Entrincheirados nas ruelas da parte mais antiga da cidade e nos bairros vizinhos, os extremistas cobram um preço alto das forças do Iraque nesta que é, sem dúvida, a última fase da ofensiva que começou há mais de seis meses e deixou milhares de mortos.

"Não há mais nada lá dentro, só morte e destruição", conta Amel Younis, 37, que conseguiu fugir com a filha de apenas 20 dias. Sua casa foi atingida pelos ataques aéreos, e a bebê ainda está com o rosto coberto de poeira.

Yan Boechat/Folhapress
Civis chegam a entreposto de recolhimento de refugiados na parte Leste de Mosul, onde ha distribuição de água e comida. O local esta a menos de 2 km da frente de batalha e tem recebido uma média de 5.000 pessoas diariamente
Civis chegam a entreposto de recolhimento de refugiados na parte Leste de Mosul, onde ha distribuição de água e comida. O local esta a menos de 2 km da frente de batalha e tem recebido uma média de 5.000 pessoas diariamente

Sem médicos, enfermeiros ou qualquer tipo de assistência, ela fez o parto em casa, com a ajuda das vizinhas. Tudo correu bem, mas sua filha está doente. "Não sabemos o que é. Ela não mama direito e está assim, não chora, não faz nenhum som, passa o dia quieta", diz ela, mostrando a menina, suja e apática.

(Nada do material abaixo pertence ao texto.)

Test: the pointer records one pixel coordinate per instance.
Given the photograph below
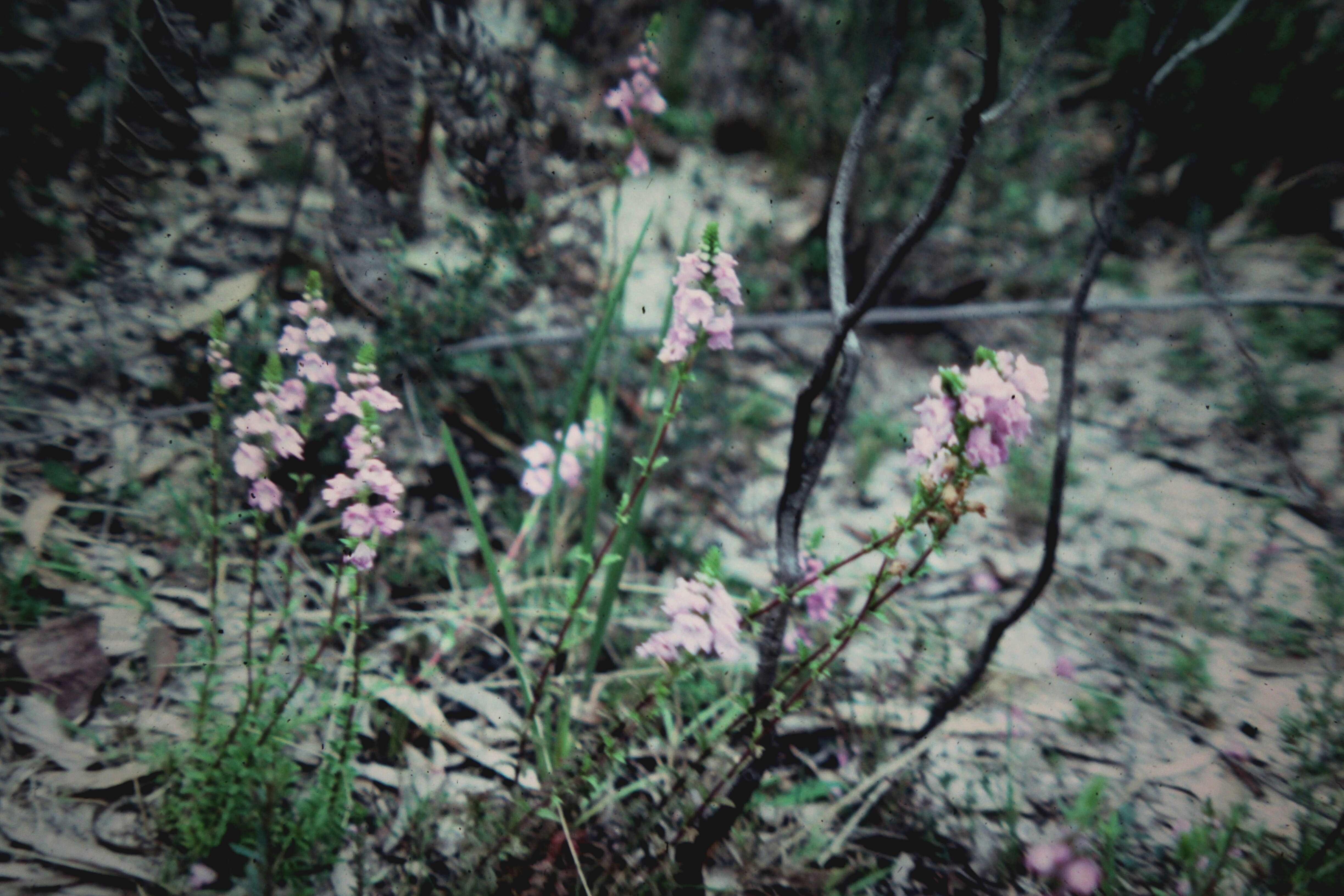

Segundo os moradores, os bombardeios ocorrem de forma indiscriminada, e a escassez crônica de comida tem sido a causa de muitas mortes. "Só na minha rua acho que ficamos sabendo de ao menos umas 25 pessoas que não sobreviveram porque estavam sem comer, gente que se feriu ou estava doente e não resistiu", diz Aila Hasam, 42.

"Nos últimos 15 dias, tudo o que comemos foram pedaços de pão que cozinhamos com água e açúcar, é o que muita gente está comendo agora", afirma, enquanto comia biscoitos e se deleitava com um refresco adocicado de sabor de laranja.

Não existem números oficiais de civis mortos nesta batalha para a retomada de Mossul. Apesar de o governo iraquiano dizer que a população é sua maior preocupação, a reportagem da Folha assistiu a pelo menos 20 ataques aéreos e de artilharia em bairros densamente povoados na manhã do último dia 7.

O Iraq Body Count, uma ONG que se propõe a contabilizar o número de vítimas civis na Guerra do Iraque, estima que apenas entre abril e a primeira semana de maio quase 900 pessoas foram mortas por ataques aéreos e pelos disparos da artilharia.

Os números são baseados em testemunhos que a ONG obtém em campo e, não raro, são bastante imprecisos.

PRÓXIMO PASSO

A situação mais crítica desta reta final ainda está por vir. As forças iraquianas ainda estão nas franjas da chamada cidade antiga, onde está a mesquita de Al Nuri, local em que o líder do Estado Islâmico, Abu Bakr Al Baghdadi, declarou a criação do califado, em 2014.

Ali há uma grande concentração de casas, e o terreno elevado é favorável à defesa. Suas ruas são tão estreitas que nem mesmo blindados pequenos conseguem entrar. Os soldados terão que invadir a área a pé, de maneira extremamente vulnerável aos atiradores de elite e aos homens bomba. A outra opção é bombardear tudo, a ponto de deixar poucas edificações de pé. Neste momento, esta parece ser a estratégia.